After I got to this stage I finished it off digitally playing with the highlights and shadows and adding a castshadow…

If I ever pulled this one out of the river I think I’d be a bit shocked, even if I were spinning for pike and perch! I think I’ll call him Jerry.

Dormouse – Ink and Staedtler Mars Lumograph Pencils

This week I used my Rapidograph ink pens and some new pencils. They are made by Staedtler and are particularly black. They also have much less shine compared to normal graphite pencils which burnish really easily. Staedtler call them Mars Lumograph Black

Previously I have added midtone to ink drawings using a wash of ink and water. It can be done like this quite effectively but to get a nice gradient it’s much easier to use pencils. The problem with pencils is that the graphite easily burnishes to a bright shine which makes them difficult to photograph. When I saw these pencils I thought I would see if they solved the problem.

Here are some process photos…

I made an initial sketch using a range of different references. I used three reference photo’s for the mouse, 2 photos for his or her home and a range of photos for the Blackberry bushes.

Once my sketch was complete I inked the outline (above).
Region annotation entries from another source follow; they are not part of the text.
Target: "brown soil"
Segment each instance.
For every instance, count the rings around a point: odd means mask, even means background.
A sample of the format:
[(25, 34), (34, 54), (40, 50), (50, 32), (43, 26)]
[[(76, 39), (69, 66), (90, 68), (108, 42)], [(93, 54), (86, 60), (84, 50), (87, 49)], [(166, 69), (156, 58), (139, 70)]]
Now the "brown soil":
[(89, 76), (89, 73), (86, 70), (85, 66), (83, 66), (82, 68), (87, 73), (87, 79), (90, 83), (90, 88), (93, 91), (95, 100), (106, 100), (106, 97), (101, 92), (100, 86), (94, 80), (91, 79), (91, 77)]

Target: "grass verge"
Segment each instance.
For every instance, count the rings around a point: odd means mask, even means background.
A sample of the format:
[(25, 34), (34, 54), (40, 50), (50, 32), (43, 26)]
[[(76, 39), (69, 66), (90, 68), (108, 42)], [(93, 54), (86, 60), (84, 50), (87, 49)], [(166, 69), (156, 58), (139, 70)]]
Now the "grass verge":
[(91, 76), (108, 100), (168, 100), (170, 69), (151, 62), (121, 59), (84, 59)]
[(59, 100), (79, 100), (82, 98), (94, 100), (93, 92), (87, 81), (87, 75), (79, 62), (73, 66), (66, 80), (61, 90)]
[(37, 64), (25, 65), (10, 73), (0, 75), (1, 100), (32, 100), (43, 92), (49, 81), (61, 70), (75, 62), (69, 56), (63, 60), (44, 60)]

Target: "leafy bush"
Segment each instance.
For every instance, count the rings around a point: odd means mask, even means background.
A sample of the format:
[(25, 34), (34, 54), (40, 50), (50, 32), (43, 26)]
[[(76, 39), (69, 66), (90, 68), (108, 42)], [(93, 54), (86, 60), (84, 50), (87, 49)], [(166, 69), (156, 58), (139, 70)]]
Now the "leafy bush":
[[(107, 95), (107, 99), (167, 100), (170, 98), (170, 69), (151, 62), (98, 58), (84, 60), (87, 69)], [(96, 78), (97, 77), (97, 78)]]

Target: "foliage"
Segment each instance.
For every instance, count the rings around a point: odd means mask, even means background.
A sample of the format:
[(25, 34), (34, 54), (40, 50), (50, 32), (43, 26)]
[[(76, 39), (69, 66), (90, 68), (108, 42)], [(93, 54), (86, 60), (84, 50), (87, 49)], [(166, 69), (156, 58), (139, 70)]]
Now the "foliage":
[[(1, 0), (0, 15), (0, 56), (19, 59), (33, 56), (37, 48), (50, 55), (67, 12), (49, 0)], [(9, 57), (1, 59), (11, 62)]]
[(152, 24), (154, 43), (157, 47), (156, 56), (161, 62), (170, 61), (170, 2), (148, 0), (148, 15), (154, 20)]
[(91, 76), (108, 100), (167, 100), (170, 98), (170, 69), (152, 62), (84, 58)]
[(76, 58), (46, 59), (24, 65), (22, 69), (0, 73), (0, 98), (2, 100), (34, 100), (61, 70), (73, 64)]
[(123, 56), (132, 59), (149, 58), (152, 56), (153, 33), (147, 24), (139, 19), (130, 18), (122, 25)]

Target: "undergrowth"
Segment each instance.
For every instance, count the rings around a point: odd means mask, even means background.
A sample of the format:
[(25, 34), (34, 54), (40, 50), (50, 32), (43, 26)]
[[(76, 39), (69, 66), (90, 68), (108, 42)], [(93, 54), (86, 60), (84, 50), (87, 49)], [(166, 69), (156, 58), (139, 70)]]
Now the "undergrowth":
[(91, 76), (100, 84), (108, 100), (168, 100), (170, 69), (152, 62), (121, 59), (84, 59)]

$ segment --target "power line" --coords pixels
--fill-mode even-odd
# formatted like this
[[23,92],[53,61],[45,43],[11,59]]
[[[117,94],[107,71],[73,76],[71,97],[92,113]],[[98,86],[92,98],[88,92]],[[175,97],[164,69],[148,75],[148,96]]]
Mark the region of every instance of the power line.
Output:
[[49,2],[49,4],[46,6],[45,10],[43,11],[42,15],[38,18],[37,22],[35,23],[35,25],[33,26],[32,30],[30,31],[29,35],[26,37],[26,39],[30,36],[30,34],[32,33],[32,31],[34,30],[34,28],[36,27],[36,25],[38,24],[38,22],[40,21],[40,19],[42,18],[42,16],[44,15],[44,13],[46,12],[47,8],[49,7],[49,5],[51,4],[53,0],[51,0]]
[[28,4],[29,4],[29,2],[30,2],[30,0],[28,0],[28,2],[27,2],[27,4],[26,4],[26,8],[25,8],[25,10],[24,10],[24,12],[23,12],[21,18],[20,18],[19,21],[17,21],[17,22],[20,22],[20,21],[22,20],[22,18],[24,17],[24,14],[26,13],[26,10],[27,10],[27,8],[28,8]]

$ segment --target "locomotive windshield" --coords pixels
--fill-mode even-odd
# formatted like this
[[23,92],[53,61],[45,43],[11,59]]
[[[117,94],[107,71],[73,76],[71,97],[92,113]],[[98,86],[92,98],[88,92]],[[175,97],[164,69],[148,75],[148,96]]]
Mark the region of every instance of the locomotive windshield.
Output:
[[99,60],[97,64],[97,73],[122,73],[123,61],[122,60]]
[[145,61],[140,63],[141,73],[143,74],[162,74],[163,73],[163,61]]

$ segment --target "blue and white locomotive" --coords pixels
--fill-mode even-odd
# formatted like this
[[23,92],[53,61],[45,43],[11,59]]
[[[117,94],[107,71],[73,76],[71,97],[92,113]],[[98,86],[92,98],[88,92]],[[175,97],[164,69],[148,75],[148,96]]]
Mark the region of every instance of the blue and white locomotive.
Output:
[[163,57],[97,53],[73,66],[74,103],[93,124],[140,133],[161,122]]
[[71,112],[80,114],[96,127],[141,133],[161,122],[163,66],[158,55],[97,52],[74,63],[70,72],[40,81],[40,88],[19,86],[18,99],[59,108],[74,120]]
In the next photo you can see where I started adding some shading using the new pencils. Using them felt more like using a black coloured pencil, but, unlike regular coloured pencils, I found I could easily erase my marks…

Once the shading was done I sprayed my picture with fixative and then began to ink over the top…
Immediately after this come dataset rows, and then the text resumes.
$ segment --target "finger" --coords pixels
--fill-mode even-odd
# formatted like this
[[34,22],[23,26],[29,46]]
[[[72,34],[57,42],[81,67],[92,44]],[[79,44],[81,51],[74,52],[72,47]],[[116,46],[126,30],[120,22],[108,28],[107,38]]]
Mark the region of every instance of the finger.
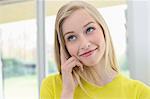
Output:
[[80,69],[83,71],[83,64],[80,63],[78,60],[76,61],[77,66],[80,67]]
[[67,68],[67,66],[70,65],[70,63],[72,63],[75,60],[76,60],[75,57],[71,57],[68,60],[66,60],[63,64],[61,64],[62,69]]
[[61,64],[64,64],[67,61],[62,47],[60,47],[60,58],[61,58]]

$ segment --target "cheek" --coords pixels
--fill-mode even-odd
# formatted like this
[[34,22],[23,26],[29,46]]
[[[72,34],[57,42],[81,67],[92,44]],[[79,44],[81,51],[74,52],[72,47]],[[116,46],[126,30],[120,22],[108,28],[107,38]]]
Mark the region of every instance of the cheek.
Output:
[[71,56],[77,56],[78,46],[75,44],[67,44],[68,52]]
[[101,45],[105,42],[103,34],[99,31],[96,31],[96,33],[94,33],[94,35],[92,36],[92,41],[97,45]]

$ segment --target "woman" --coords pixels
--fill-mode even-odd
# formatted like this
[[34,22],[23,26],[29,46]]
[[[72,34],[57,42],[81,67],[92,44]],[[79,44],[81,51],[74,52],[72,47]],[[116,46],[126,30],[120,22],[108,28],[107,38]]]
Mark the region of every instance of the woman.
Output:
[[119,72],[108,27],[83,1],[60,8],[55,22],[59,74],[45,78],[41,99],[150,99],[150,88]]

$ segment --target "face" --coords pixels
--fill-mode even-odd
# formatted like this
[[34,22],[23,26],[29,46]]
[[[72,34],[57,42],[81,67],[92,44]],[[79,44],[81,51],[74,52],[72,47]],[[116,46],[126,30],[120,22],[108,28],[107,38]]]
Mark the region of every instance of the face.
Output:
[[75,56],[86,66],[99,63],[105,52],[103,31],[85,10],[73,12],[65,19],[62,30],[71,56]]

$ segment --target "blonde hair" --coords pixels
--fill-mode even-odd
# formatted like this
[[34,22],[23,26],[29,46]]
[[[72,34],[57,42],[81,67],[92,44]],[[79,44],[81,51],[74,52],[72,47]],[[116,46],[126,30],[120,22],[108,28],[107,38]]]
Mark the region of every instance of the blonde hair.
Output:
[[[102,15],[97,11],[95,7],[92,5],[83,2],[83,1],[71,1],[60,8],[57,13],[56,21],[55,21],[55,58],[58,66],[58,71],[61,74],[61,59],[60,59],[60,43],[62,45],[63,51],[66,53],[66,58],[69,58],[70,54],[65,46],[63,33],[62,33],[62,24],[64,20],[69,17],[74,11],[84,9],[88,12],[88,14],[95,19],[95,21],[101,26],[105,38],[106,49],[105,49],[105,69],[109,71],[112,68],[114,71],[118,72],[119,67],[116,61],[116,56],[114,52],[114,47],[112,44],[112,40],[110,37],[110,33],[106,22],[104,21]],[[87,71],[88,69],[85,69]],[[80,82],[80,78],[85,80],[89,79],[89,75],[94,71],[87,71],[86,74],[82,74],[78,69],[73,71],[80,87],[83,89],[82,83]],[[92,78],[92,77],[91,77]],[[95,78],[96,79],[96,78]]]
At this point I took a step back to evaluate how I wanted to move forward. I was thinking about blacking out all of the white areas of the paper, but I felt unsure about whether this would work visually so I tried it out digitally first. I photographed my picture and pulled it into Autodesk Sketchbook and had a play…
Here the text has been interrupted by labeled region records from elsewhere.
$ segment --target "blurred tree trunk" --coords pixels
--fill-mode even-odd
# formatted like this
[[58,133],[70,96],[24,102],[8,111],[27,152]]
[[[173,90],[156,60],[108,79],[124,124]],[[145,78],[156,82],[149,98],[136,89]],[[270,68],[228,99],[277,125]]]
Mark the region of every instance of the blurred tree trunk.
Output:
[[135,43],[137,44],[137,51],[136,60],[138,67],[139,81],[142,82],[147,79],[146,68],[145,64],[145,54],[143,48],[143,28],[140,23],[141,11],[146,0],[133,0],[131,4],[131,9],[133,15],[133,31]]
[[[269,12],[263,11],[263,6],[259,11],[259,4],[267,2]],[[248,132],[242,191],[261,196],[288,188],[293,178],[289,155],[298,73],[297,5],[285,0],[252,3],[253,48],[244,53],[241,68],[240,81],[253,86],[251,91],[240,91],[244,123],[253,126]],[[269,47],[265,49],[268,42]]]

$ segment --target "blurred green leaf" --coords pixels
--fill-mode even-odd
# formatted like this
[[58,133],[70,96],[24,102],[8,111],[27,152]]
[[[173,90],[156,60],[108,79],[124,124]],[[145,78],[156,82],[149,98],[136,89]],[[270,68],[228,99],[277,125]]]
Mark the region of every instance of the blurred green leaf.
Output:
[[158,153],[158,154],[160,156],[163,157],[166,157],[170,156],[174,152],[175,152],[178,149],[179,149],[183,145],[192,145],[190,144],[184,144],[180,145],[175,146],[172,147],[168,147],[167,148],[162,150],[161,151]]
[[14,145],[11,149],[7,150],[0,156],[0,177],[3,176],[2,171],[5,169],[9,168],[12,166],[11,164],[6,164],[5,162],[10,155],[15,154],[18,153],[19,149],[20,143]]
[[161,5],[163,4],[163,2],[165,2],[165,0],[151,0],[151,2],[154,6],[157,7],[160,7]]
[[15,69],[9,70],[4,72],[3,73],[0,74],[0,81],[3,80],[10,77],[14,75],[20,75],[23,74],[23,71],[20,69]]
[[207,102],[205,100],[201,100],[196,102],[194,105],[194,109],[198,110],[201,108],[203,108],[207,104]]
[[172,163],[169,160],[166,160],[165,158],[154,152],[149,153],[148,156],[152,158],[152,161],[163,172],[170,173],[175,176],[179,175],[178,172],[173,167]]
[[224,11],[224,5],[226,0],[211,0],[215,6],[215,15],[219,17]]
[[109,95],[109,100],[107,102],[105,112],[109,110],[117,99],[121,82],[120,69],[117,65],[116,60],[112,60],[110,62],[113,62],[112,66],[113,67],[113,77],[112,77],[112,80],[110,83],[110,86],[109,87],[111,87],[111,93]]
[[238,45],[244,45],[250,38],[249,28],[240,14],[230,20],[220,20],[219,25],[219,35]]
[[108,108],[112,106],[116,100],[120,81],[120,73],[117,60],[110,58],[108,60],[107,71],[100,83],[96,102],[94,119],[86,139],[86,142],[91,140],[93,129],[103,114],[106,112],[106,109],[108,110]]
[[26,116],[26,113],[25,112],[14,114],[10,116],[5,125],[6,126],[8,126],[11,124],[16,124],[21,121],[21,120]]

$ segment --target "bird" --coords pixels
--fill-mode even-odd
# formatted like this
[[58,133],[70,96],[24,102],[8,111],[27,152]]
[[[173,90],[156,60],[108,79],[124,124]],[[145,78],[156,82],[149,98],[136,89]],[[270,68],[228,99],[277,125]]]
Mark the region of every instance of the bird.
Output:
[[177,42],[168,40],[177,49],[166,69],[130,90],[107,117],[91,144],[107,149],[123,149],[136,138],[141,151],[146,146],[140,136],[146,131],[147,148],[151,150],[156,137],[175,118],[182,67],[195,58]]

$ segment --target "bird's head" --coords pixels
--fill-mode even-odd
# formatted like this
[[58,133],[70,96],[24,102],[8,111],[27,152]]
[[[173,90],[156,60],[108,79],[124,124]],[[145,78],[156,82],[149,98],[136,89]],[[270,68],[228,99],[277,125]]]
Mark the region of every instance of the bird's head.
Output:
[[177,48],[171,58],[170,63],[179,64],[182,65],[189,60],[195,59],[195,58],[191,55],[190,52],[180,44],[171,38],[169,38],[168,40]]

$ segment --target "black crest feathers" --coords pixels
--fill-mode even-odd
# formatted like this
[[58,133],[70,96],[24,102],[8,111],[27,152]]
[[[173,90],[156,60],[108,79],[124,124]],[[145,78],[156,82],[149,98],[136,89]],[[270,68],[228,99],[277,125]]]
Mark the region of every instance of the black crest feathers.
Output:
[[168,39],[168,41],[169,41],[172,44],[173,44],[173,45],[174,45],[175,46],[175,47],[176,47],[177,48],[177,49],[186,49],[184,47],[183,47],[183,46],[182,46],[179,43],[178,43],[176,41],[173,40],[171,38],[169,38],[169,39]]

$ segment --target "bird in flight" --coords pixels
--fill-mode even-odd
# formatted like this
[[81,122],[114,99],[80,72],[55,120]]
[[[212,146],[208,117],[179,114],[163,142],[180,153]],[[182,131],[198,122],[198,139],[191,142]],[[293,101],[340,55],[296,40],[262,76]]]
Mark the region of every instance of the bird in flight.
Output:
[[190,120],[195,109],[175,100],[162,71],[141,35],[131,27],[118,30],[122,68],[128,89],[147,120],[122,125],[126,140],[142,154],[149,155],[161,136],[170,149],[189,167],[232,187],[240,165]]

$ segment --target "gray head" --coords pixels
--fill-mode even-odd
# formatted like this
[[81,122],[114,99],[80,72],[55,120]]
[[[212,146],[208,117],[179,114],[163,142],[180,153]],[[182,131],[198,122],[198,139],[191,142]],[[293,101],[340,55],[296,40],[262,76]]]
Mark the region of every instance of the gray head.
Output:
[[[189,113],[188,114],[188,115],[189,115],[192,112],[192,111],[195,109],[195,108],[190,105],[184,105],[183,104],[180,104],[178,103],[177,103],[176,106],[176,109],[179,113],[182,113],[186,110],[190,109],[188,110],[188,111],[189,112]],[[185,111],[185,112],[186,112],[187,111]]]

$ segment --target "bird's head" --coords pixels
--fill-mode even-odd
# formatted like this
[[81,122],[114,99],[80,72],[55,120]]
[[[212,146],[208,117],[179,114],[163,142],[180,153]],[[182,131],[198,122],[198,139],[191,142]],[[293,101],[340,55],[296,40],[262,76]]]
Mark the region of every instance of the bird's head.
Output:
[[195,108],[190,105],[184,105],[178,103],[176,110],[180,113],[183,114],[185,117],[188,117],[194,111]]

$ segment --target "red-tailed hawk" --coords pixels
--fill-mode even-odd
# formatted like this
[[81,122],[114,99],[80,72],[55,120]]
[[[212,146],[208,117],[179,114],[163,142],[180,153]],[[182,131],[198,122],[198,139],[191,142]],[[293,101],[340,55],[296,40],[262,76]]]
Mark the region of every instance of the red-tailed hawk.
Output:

Above is the scanned drawing and below is a very rough rendering of what it might look like if I coloured all of my background black…

I could immediately see that having a black background gave me some really good contrast but it was at the expense of being able to have any sense of depth in the drawing. So I tried to see what it might be like with some mid-toned leaves behind the leaves I originally drew in ink…

This didn’t feel right to me but after playing around with it some more I came up with this…

If I put some light mid-tone leaves with less detail behind the main drawing I could get the feeling of depth and the image began to feel right.

So I put some leaves in using traditional graphite pencils, edged them very minimally with a thin pen and then sprayed the image again with fixative. Once that was dry I then went over the whole image again with ink putting in detail to my heart’s content! (It was bliss!)

Here’s my finished drawing…

I think the new pencils worked well with ink – I had no trouble getting them dark enough and no issues with the ink and pencils affecting how well the marks stayed on the page. I did have some minimal issues with my paper. Where I had worked the paper quite hard the rapidograph pens started to break the surface down. However I drew this picture in a cheap A4 sketchbook which only had 160gsm paper. I think more detailed drawing like this might need a more robust paper.

It was a fun exercise. I will do some more experimentation with these new pencils in the future.